One note is that gradients add up at forks.

When the forward expression involves the variables x,y multiple times, backpropagation will use += instead of = to accumulate the gradient on these variables (otherwise we would overwrite it).

This follows the multi-variable chain rule in Calculus, which states that if a variable branches out to different parts of the circuit, then the gradients that flow back to it will add.

Closing thoughts#

In closing, neural networks are something like an automatic feature learner. Used correctly, they can make a normal Linear Predictor even more correctly. used incorrectly however, and it becomes a case whereby long training times are spent for little improvements.

Each hidden node have their scores pass through an activation function, be it $\sigma$ or ReLU, or some other function.

Each of the hidden node values, $h = [h_1, h_2, \cdots, h_k]$ is then fed into the next set of hidden nodes, getting scored and modulated by an activation function.

Finally, the penultimate layer is scored, and passed to an output node.
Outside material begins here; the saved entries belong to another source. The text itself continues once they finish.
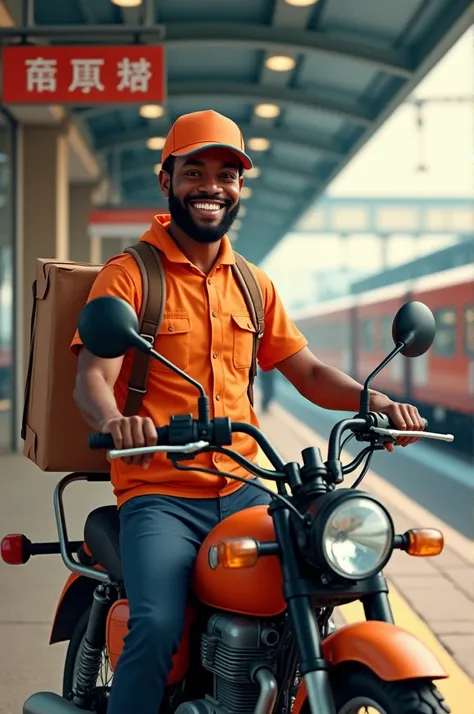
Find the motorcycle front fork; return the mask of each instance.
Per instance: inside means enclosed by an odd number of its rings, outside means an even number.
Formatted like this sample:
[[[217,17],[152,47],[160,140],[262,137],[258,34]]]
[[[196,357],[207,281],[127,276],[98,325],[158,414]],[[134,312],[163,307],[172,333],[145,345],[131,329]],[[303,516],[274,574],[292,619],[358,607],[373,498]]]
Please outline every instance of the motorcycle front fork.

A regressor will use the value as is, while the classifier will once more, pass the score through an activation function.

To train the network, we attempt to minimize the $Loss$ of the output through Stochastic Gradient Descent

To calculate the gradient for training, we use backpropagation which consist of two steps.
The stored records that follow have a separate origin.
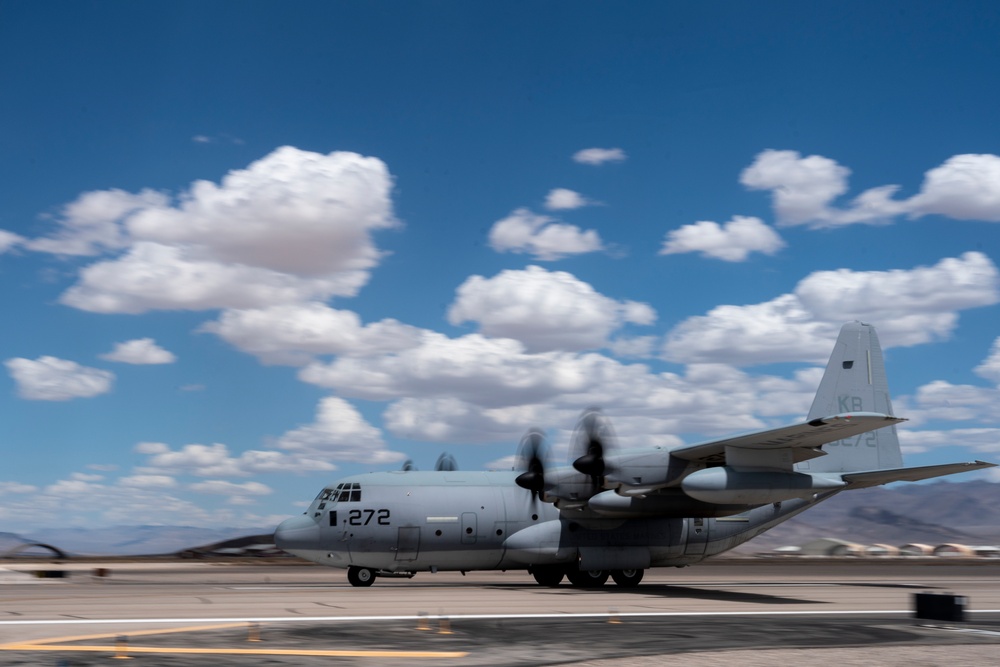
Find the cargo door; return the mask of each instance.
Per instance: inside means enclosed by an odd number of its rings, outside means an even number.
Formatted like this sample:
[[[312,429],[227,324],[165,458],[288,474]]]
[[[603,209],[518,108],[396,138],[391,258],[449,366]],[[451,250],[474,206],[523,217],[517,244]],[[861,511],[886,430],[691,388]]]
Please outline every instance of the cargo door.
[[[420,553],[420,527],[404,526],[399,529],[396,542],[396,560],[416,560]]]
First, we break the $Loss$ function into smaller terms. This is known as the forward pass.

Secondly, we find the differential of those terms with respect to the $Loss$ function. Multiplying the partial derivatives together will allow us to get the final differential we want.

Finally, with the derivatives, we are able to use Stochastic gradient descent and minimize our training loss.